Hello Rachel my story is lengthy as well. I have been though many testing and have come up with no diagnosis. Unknown cause for my Perpheral Neuropathy. Cut a long story cut, I take lyrica for some of the shocking pain we experience. It's a living nightmare. I started in my late twenties and its become unbearable at 50 and I'm now 56 yrs old.

Regards Helen Holland.

@helenholland3
My word Helen, that is a very long road you have traveled with PN. It sounds like you are saying it was more tolerable for the first number of years until you reached 50 at which time it took a turn for the worse, is that right? You say you take Lyrica now for pain. Have you had any luck with any other pain treatments or is that it? My wife has it mainly in her feet and ankles. She mostly uses marijuana and kratom to help ease her pain.

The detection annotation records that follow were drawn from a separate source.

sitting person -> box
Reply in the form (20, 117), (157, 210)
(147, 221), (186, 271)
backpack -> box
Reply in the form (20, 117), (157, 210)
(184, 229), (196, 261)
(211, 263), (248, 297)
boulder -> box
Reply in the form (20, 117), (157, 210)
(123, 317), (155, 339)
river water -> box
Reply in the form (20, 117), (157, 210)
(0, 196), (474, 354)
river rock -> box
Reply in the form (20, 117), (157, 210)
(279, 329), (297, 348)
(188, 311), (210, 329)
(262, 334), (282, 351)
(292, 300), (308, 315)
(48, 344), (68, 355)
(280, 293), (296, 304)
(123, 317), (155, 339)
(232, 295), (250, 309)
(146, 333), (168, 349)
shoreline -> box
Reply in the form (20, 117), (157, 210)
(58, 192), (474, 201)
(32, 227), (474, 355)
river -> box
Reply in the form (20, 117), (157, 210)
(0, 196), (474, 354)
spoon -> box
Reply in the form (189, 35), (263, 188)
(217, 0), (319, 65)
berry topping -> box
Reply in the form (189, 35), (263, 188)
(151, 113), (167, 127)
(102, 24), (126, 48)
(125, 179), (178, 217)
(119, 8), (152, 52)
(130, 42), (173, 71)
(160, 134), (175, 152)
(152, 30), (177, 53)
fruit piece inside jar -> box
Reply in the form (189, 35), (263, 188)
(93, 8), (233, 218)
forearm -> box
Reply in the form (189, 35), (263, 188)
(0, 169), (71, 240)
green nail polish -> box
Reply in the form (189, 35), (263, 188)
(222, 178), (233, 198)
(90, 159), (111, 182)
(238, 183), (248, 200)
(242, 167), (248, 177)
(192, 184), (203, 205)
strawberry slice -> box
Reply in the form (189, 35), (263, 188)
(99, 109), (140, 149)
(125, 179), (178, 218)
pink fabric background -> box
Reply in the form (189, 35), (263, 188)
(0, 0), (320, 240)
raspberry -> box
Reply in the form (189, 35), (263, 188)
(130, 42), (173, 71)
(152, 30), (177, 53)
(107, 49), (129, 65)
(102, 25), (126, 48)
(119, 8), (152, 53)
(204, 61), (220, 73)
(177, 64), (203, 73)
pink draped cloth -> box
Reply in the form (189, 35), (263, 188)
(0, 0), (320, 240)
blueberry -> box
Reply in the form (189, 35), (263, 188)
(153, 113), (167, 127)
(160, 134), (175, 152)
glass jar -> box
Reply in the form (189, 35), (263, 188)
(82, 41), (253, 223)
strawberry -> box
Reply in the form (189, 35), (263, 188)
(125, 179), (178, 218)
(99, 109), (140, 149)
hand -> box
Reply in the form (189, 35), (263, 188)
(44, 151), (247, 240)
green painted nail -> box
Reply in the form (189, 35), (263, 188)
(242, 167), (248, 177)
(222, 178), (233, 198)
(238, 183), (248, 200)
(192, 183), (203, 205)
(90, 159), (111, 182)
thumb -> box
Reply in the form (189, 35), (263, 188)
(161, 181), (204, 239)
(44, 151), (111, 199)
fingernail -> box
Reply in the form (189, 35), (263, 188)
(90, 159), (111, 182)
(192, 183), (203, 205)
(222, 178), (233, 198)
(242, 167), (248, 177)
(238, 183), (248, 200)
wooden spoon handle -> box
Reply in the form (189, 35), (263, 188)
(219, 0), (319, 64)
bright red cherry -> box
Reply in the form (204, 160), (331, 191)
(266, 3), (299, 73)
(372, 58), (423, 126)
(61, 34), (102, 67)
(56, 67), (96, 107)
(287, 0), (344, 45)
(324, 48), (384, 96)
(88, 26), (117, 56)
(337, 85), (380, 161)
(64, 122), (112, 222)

Since this is the journey stories discussion, you can add more detail to your story if you wish. We are interested! Best, Hank

@helenholland3
My word Helen, that is a very long road you have traveled with PN. It sounds like you are saying it was more tolerable for the first number of years until you reached 50 at which time it took a turn for the worse, is that right? You say you take Lyrica now for pain. Have you had any luck with any other pain treatments or is that it? My wife has it mainly in her feet and ankles. She mostly uses marijuana and kratom to help ease her pain.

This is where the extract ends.